Better time and resource management - A considerable amount of office stress results from poor time management, with too much time devoted to less important issues and not enough devoted to critical projects with impending deadlines. A better, more productive method, one that also accommodates the increased family responsibilities facing many employees and employers, might be to institute flexible work hours or even telecommuting at your business. This tactic is also an increasingly popular way for employers to minimize the stress from tight cash flow and avoid layoffs. In fact, last summer, a Monster Meter poll found that 55% of U.S. workers experienced flexible hours.

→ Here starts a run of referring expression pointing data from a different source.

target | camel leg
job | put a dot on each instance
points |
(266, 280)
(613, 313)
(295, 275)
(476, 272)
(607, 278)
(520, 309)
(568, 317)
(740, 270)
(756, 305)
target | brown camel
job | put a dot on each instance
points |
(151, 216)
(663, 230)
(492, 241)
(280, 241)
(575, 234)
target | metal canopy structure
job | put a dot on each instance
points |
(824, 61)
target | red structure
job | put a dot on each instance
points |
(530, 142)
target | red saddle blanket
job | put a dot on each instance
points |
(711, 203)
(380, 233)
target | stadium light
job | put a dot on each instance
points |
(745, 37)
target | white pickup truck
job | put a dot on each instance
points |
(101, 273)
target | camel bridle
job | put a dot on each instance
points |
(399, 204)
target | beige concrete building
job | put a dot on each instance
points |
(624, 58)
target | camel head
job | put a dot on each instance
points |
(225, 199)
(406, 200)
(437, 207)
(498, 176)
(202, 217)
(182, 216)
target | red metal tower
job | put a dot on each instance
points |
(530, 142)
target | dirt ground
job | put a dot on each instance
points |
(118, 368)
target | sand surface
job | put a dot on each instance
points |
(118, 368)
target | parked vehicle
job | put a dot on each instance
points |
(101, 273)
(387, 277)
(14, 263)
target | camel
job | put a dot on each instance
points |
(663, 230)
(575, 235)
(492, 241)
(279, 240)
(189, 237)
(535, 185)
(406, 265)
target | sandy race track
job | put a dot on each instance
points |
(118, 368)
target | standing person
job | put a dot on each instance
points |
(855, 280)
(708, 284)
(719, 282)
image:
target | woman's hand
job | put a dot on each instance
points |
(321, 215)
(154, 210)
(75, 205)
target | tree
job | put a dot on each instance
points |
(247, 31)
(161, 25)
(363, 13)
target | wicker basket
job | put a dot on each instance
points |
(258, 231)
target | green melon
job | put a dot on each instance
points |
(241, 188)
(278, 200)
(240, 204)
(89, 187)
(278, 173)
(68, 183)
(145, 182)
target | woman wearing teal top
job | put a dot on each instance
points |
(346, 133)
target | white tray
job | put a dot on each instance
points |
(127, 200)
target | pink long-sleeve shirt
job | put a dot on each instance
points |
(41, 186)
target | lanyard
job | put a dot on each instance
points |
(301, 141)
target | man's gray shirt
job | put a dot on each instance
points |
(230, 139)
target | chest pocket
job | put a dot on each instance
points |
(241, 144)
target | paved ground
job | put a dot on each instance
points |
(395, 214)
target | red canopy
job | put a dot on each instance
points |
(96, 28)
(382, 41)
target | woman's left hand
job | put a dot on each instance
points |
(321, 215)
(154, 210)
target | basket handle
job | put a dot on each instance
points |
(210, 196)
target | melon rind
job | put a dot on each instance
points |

Take that vacation - Work is a critical part of most Americans' daily lives, particularly small business owners, who have often staked their personal energies and their financial futures on the success of their startups. Though working long hours, often seven days a week, and refusing to take any time off is common among entrepreneurs trying to make that first profitable dollar, no business owner can (or should) be all work, all the time. Nor should they expect their employees to be, either. In fact, some health surveys, like the Framingham Heart Study, have found a high correlation between people who rarely take vacation and their likelihood of suffering a heart attack. As a result, some businesses have begun offering three weeks or more of annual vacation time as a way to keep health costs low, improve morale, and prevent burnout from affecting productivity. Brian Scudamore, the CEO and founder of 1-800-GOT JUNK, who started his business at age 18 with just one truck, now gives staffers at the company's corporate offices five weeks of vacation a year after only two years on the job. There is one catch, though-they have to take time off for two consecutive weeks. "Extra vacation time helps prevent burnout," he explained in an interview on ABC's Good Morning America, adding, "which can lead to losing employees-a very high price to pay."